Satın alınan teknolojik ürünlerin kullanımı ile ilgili olarak diğer bir çıkarım; katılımcıların %76’sının aldıkları ürünlerin tüm işlevlerini kullanmadığı, tümünü kullanıyorum diyenlerin ise erkek ve en çok 18-25 yaş grubunda olduğudur. Bu da, genç erkek tüketicilerdeki ilgilenim düzeyinin yüksekliği ile açıklanabilir.

Çalışmamızdan çıkartabileceğimiz başka bir sonuç da, teknolojik gelişmelerin, özellikle erkek tüketicilerle, 46-55 yaş grubundaki tüketicileri, bu ürünleri satın alma konusunda daha fazla güdülediği ve bağımlılık yarattığı ile ilgilidir. Aynı şekilde düşük ve orta gelir grubundaki tüketicilerin, teknolojik yenilikler konusunda daha çok güdülendiği ve teknolojiye bağımlı hale geldiği de, çalışmamızdan çıkartabileceğimiz diğer bir sonuçtur.

149

Teknolojik gelişimin çok hızlı oluşu, aynı işlevi gören, birbirinden küçük teknik detaylarla farklılaşan ürünlerin kısa aralıklarla piyasaya sunulmasını da beraberinde getirmektedir. Bu da pek çok kişinin, ihtiyaç duymasa da tüketim yapmasına, özellikle yeni ürünler söz konusu olduğunda, tüketim isteği ile ilgili olarak güdülenmesine sebep olmaktadır. Bu noktada, tasarım olarak birbiri ile hemen hemen aynı olan ürünlerin tüketiciye öğretilmesi, diğer deyişle bilişsel öğrenmenin sağlanabilmesi, hem ürünün hem de işletmelerin başarısını yansıtması adına önemli bir konudur.

Araştırmanın diğer bir bulgusu ise kampanyaların, tüketiciler üzerinde reklamlara göre daha etkili olduğudur.

Zihnimizin, karar verirken düştüğü, dolayısı ile akıl dışı davranışlara sebep olan tuzaklarından birinin de, “hale etkisi” olduğunu belirtmiştik. Çalışmamızda elde edilen bulgular, katılımcılarımızın yarıdan fazlasında hale etkisinin gözlenmediğini ortaya koymaktadır. Katılımcılarımızın, beğendikleri ürünlerin kusurlu yönlerini de önemsediği ve teknolojik ürün alımı söz konusu olduğunda, mümkün olduğunca “en iyi” ürünü almaya çalıştıklarını anlıyoruz.

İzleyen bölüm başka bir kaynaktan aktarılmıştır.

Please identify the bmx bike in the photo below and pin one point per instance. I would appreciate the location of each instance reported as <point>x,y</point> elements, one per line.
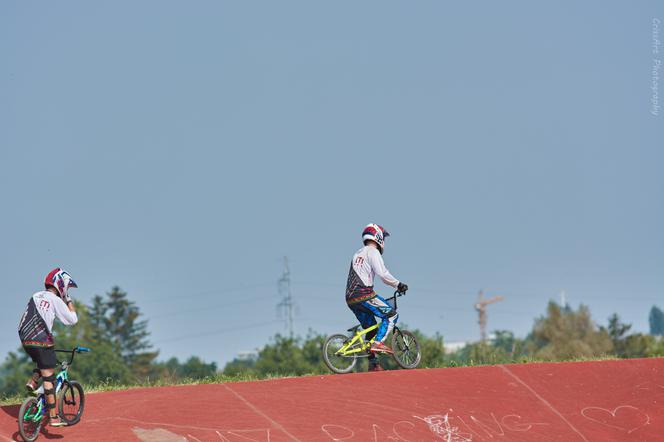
<point>341,351</point>
<point>70,400</point>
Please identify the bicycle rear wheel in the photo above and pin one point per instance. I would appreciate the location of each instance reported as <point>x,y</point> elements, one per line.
<point>336,362</point>
<point>71,402</point>
<point>30,420</point>
<point>406,349</point>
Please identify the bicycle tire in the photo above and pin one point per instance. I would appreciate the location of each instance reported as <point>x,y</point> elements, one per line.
<point>29,430</point>
<point>406,348</point>
<point>71,402</point>
<point>336,363</point>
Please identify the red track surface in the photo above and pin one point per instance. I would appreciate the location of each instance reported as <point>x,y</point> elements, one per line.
<point>589,401</point>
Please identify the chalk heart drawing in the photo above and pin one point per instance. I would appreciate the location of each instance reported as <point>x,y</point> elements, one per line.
<point>625,417</point>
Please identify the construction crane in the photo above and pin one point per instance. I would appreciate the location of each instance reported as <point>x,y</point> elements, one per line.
<point>480,306</point>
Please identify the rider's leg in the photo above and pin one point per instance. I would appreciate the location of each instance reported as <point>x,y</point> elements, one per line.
<point>33,382</point>
<point>49,390</point>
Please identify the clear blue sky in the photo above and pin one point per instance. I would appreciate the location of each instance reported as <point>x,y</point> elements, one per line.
<point>180,149</point>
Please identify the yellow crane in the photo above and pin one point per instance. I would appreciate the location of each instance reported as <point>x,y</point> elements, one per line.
<point>480,306</point>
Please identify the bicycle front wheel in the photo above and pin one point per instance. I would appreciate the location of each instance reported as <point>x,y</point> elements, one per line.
<point>71,402</point>
<point>406,349</point>
<point>334,361</point>
<point>30,419</point>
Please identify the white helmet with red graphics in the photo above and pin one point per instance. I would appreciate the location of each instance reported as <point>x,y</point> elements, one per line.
<point>377,234</point>
<point>61,281</point>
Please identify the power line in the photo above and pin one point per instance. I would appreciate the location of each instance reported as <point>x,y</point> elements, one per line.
<point>217,332</point>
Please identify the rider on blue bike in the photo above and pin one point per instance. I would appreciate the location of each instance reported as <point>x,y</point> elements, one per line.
<point>361,297</point>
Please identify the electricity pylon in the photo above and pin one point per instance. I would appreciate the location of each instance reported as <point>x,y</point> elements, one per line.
<point>286,305</point>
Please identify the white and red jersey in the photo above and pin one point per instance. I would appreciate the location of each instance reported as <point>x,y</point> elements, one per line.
<point>367,263</point>
<point>35,328</point>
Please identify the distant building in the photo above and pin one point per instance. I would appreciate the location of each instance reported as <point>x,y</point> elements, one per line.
<point>453,347</point>
<point>248,355</point>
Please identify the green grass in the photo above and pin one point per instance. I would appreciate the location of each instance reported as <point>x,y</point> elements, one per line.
<point>110,385</point>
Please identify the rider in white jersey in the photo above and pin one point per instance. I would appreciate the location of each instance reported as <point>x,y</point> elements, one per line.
<point>361,297</point>
<point>35,332</point>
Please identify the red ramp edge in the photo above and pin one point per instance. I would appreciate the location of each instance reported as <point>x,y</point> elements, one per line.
<point>584,401</point>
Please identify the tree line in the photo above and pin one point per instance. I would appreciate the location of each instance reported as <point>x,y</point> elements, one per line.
<point>123,355</point>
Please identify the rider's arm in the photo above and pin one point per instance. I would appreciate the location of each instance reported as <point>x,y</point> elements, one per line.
<point>380,270</point>
<point>65,312</point>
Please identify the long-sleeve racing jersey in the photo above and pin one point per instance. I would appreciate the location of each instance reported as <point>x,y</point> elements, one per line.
<point>37,321</point>
<point>367,263</point>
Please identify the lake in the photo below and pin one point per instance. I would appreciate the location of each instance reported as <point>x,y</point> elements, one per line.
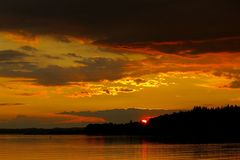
<point>25,147</point>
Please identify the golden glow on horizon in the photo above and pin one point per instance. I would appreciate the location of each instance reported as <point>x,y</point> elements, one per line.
<point>161,81</point>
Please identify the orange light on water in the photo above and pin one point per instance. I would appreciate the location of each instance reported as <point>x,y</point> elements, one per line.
<point>144,121</point>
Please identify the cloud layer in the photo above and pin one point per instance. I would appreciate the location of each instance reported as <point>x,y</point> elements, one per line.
<point>129,23</point>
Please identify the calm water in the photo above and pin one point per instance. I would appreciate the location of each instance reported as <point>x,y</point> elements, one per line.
<point>16,147</point>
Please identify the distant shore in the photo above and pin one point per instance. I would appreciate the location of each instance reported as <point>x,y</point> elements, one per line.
<point>199,125</point>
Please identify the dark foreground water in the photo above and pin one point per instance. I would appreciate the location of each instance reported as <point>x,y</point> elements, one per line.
<point>18,147</point>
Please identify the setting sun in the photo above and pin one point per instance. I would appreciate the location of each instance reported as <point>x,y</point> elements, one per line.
<point>144,121</point>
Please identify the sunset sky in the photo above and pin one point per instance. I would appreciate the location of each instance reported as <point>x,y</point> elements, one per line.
<point>62,57</point>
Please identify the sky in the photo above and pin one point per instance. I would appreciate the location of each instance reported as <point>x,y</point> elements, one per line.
<point>62,58</point>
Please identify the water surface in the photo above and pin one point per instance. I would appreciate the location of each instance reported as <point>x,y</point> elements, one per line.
<point>22,147</point>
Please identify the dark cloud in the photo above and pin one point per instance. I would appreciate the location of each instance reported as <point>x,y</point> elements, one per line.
<point>9,55</point>
<point>123,115</point>
<point>233,74</point>
<point>127,22</point>
<point>29,48</point>
<point>91,69</point>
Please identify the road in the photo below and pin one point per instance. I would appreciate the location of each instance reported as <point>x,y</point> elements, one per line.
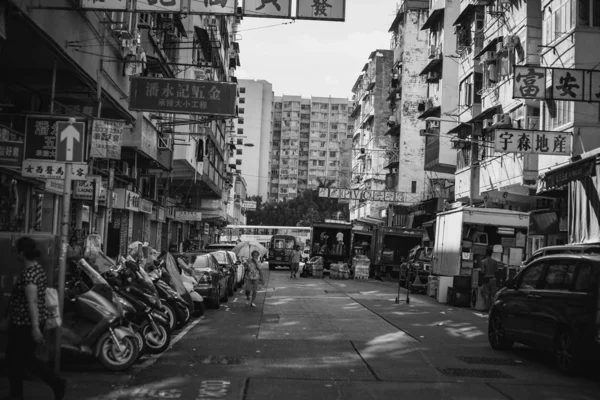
<point>334,339</point>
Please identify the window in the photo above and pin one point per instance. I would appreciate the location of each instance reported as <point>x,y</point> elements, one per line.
<point>531,276</point>
<point>559,276</point>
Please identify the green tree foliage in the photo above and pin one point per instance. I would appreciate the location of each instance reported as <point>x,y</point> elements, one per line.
<point>303,210</point>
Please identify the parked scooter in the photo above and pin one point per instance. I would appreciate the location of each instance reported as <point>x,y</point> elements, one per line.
<point>92,320</point>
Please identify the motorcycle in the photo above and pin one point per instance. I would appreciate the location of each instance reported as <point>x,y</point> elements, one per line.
<point>92,321</point>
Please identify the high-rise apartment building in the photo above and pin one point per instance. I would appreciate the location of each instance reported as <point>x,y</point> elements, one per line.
<point>310,144</point>
<point>253,135</point>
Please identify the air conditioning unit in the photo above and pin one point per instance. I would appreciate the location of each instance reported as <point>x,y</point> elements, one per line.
<point>433,75</point>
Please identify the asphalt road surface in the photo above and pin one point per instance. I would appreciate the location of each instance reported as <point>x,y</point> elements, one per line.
<point>333,339</point>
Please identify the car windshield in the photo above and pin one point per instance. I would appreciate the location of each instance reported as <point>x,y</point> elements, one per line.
<point>221,258</point>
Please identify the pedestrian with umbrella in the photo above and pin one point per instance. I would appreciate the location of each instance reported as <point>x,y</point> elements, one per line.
<point>252,278</point>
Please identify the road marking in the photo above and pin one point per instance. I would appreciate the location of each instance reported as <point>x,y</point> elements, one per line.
<point>174,341</point>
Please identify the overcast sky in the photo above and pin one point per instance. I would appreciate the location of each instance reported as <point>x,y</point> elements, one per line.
<point>315,58</point>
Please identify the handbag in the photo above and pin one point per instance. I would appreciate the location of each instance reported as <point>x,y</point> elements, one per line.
<point>54,320</point>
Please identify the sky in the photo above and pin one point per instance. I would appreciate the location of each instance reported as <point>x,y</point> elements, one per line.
<point>314,58</point>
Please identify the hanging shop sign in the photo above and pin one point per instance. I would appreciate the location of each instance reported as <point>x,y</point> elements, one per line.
<point>183,96</point>
<point>53,170</point>
<point>221,7</point>
<point>188,215</point>
<point>532,142</point>
<point>249,205</point>
<point>11,146</point>
<point>107,137</point>
<point>321,10</point>
<point>565,84</point>
<point>113,5</point>
<point>359,194</point>
<point>268,8</point>
<point>161,6</point>
<point>127,200</point>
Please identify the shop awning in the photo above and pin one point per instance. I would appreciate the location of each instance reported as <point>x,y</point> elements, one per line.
<point>434,17</point>
<point>433,65</point>
<point>487,113</point>
<point>431,112</point>
<point>489,46</point>
<point>573,171</point>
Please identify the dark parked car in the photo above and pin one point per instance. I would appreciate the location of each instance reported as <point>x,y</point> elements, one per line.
<point>552,304</point>
<point>212,281</point>
<point>228,266</point>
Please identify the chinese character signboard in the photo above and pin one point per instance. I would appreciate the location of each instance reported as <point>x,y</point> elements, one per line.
<point>268,8</point>
<point>11,146</point>
<point>323,10</point>
<point>183,96</point>
<point>161,6</point>
<point>565,84</point>
<point>359,194</point>
<point>532,142</point>
<point>188,215</point>
<point>529,83</point>
<point>106,139</point>
<point>53,170</point>
<point>116,5</point>
<point>212,7</point>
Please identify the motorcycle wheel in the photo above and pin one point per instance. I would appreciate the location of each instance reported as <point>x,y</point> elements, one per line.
<point>156,341</point>
<point>113,359</point>
<point>169,311</point>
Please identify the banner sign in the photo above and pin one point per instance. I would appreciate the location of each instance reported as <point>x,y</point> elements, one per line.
<point>360,194</point>
<point>53,170</point>
<point>188,215</point>
<point>322,10</point>
<point>249,205</point>
<point>532,142</point>
<point>112,5</point>
<point>268,8</point>
<point>160,6</point>
<point>183,96</point>
<point>11,146</point>
<point>565,84</point>
<point>107,137</point>
<point>222,7</point>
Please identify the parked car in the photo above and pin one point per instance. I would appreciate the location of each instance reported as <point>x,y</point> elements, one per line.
<point>227,266</point>
<point>586,248</point>
<point>212,281</point>
<point>551,304</point>
<point>239,269</point>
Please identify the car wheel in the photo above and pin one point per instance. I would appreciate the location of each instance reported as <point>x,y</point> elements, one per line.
<point>564,352</point>
<point>497,334</point>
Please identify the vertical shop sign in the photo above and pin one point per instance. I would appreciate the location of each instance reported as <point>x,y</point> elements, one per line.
<point>107,137</point>
<point>322,10</point>
<point>11,146</point>
<point>268,8</point>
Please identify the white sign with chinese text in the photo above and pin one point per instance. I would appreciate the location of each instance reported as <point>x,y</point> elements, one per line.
<point>529,83</point>
<point>268,8</point>
<point>53,170</point>
<point>212,7</point>
<point>188,215</point>
<point>161,6</point>
<point>532,142</point>
<point>117,5</point>
<point>107,137</point>
<point>324,10</point>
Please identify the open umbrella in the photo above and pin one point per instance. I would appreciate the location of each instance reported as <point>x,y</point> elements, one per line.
<point>245,249</point>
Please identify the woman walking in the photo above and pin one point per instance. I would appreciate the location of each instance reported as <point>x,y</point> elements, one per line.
<point>27,316</point>
<point>253,276</point>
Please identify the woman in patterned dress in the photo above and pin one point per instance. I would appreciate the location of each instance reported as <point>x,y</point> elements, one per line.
<point>27,316</point>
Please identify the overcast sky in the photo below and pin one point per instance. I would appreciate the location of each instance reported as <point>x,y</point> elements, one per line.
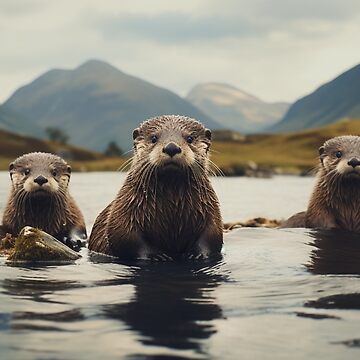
<point>278,50</point>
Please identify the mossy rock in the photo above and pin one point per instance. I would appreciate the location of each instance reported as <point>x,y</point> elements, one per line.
<point>34,245</point>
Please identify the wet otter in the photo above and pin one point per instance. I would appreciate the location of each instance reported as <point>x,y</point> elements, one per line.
<point>167,207</point>
<point>335,200</point>
<point>40,198</point>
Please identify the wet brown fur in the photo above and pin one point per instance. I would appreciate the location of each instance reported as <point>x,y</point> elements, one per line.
<point>172,211</point>
<point>335,199</point>
<point>55,211</point>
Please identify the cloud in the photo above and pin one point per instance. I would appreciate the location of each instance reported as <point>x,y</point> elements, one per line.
<point>277,50</point>
<point>173,27</point>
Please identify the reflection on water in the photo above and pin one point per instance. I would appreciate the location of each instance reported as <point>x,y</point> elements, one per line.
<point>171,308</point>
<point>335,252</point>
<point>276,294</point>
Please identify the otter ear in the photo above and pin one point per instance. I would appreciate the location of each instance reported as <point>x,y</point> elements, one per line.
<point>208,134</point>
<point>136,133</point>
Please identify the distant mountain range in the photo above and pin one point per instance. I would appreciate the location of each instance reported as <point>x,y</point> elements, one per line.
<point>14,122</point>
<point>96,103</point>
<point>236,109</point>
<point>337,99</point>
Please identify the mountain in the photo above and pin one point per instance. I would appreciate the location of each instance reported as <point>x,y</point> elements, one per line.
<point>96,103</point>
<point>13,122</point>
<point>293,151</point>
<point>13,145</point>
<point>339,98</point>
<point>234,108</point>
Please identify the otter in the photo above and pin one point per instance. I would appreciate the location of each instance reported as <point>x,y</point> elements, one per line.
<point>167,208</point>
<point>335,199</point>
<point>39,197</point>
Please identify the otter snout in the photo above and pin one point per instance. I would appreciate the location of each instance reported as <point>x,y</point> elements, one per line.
<point>354,162</point>
<point>41,180</point>
<point>171,149</point>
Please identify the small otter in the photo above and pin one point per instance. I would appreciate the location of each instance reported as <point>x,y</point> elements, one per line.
<point>335,200</point>
<point>167,208</point>
<point>40,198</point>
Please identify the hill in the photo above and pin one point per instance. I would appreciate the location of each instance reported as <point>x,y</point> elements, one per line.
<point>97,103</point>
<point>13,122</point>
<point>13,145</point>
<point>234,108</point>
<point>291,152</point>
<point>339,98</point>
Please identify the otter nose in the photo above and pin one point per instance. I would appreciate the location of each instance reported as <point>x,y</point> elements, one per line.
<point>354,162</point>
<point>171,149</point>
<point>41,180</point>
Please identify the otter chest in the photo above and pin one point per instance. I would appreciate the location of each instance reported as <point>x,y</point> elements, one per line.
<point>175,220</point>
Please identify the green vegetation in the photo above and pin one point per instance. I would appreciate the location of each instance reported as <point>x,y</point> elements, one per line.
<point>332,101</point>
<point>291,152</point>
<point>12,146</point>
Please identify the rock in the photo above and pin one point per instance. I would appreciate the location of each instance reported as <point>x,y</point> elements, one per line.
<point>255,222</point>
<point>250,169</point>
<point>34,245</point>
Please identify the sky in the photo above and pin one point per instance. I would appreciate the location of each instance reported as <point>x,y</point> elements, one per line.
<point>277,50</point>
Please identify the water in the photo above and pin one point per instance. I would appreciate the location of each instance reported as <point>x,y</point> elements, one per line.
<point>276,294</point>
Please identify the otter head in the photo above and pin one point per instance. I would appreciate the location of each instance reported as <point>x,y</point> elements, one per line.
<point>172,142</point>
<point>340,156</point>
<point>39,174</point>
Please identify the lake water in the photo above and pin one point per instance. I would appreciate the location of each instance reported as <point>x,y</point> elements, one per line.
<point>276,294</point>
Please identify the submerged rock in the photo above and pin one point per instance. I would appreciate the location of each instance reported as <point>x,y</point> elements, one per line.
<point>34,245</point>
<point>256,222</point>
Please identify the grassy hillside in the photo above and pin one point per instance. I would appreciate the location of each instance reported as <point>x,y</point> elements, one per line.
<point>12,146</point>
<point>332,101</point>
<point>290,151</point>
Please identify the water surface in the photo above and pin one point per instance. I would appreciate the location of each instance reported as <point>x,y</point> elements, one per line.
<point>276,294</point>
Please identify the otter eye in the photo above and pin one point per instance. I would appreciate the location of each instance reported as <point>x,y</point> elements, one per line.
<point>338,154</point>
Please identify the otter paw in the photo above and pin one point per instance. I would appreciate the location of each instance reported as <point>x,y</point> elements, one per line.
<point>75,244</point>
<point>194,256</point>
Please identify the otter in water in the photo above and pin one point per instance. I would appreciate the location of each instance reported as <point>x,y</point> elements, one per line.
<point>167,208</point>
<point>335,200</point>
<point>40,198</point>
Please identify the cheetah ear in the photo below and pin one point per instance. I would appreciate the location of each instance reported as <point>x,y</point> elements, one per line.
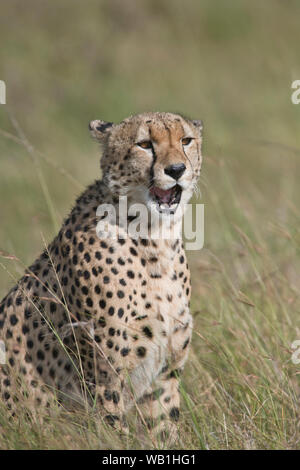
<point>100,129</point>
<point>199,125</point>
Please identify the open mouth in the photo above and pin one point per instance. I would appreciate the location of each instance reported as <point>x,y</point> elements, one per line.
<point>167,199</point>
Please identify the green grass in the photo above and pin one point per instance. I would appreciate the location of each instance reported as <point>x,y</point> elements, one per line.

Zihnimizin karşılaştırılabilir olanı, özellikle de kolay karşılaştırılabilir olanı ve “bulunabilir” olanı tercih ettiği, başlangıçtaki izlenimlerin ya da verilerin, sonraki kararları etkilediği yukarıda belirtilmişti. Bu bağlamda araştırmamızdan elde ettiğimiz sonuca baktığımızda, katılımcılarımızın çoğunda izafiyet etkisini görmekteyiz. Buna paralel olarak tüketicilerin, mümkün olduğunca bildikleri markaları tercih ettikleri bunun da algılanan risk miktarını azatlma çabasından kaynaklanabileceği söylenebilir.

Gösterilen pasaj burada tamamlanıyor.